The United States could be energy independent for the first time since 1953.
Declining energy imports and growing energy exports could make the United States a net energy exporter by 2026, according to a report by the U.S. Energy Information Administration (EIA).
“The United States could be completely … energy independent,” EIA Administrator Adam Sieminski said during a press conference on Jan. 5.
Making America energy independent is one pillar of President-elect Donald Trump’s energy policy. He plans to reduce imports, increase domestic production, and eliminate OPEC’s influence on oil prices in the United States.
Phil Flynn, senior market analyst at Price Futures Group, says the United States is on the cusp of achieving the goal of becoming energy independent.
“This should be more incentive for OPEC to comply with their stated production cuts because they will have less influence on the price in the coming decades,” he stated in a blog post.

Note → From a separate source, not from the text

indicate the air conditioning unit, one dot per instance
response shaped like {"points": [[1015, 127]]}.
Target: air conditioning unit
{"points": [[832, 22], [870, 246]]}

The EIA’s report provides various long-term scenarios of domestic energy markets through 2050. The scenarios depend on different assumptions on economic growth, oil prices, technological progress, and energy policies.

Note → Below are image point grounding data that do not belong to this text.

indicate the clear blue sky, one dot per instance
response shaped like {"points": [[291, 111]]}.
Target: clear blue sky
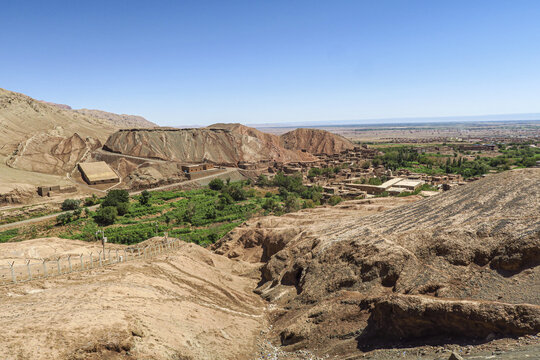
{"points": [[199, 62]]}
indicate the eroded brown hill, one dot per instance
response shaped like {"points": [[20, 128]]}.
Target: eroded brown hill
{"points": [[52, 154], [22, 117], [118, 120], [315, 141], [218, 145], [463, 264], [187, 304]]}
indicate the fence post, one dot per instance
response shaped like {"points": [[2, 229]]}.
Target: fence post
{"points": [[44, 268], [29, 269], [13, 276]]}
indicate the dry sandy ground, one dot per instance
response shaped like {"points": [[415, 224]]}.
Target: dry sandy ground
{"points": [[190, 304]]}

“With strong domestic production and relatively flat demand, the United States becomes a net energy exporter over the projection period in most cases,” states the report.
Despite a growing population and a growing economy, energy consumption is expected to increase by just 5 percent between 2016 and 2040, according to EIA’s base case projections. However, energy production is expected to increase by more than 20 percent during the same period.
The EIA believes Brent crude oil prices will average around $52 per barrel in 2017. And in the base case, the price of Brent crude oil will reach $109 per barrel by 2040, compared to $226 per barrel in case of high oil prices and $43 per barrel in the low oil price scenario.
If oil prices increase as sharply as in the high prices scenario, the United States could become a net energy exporter within just a few years, according to the EIA.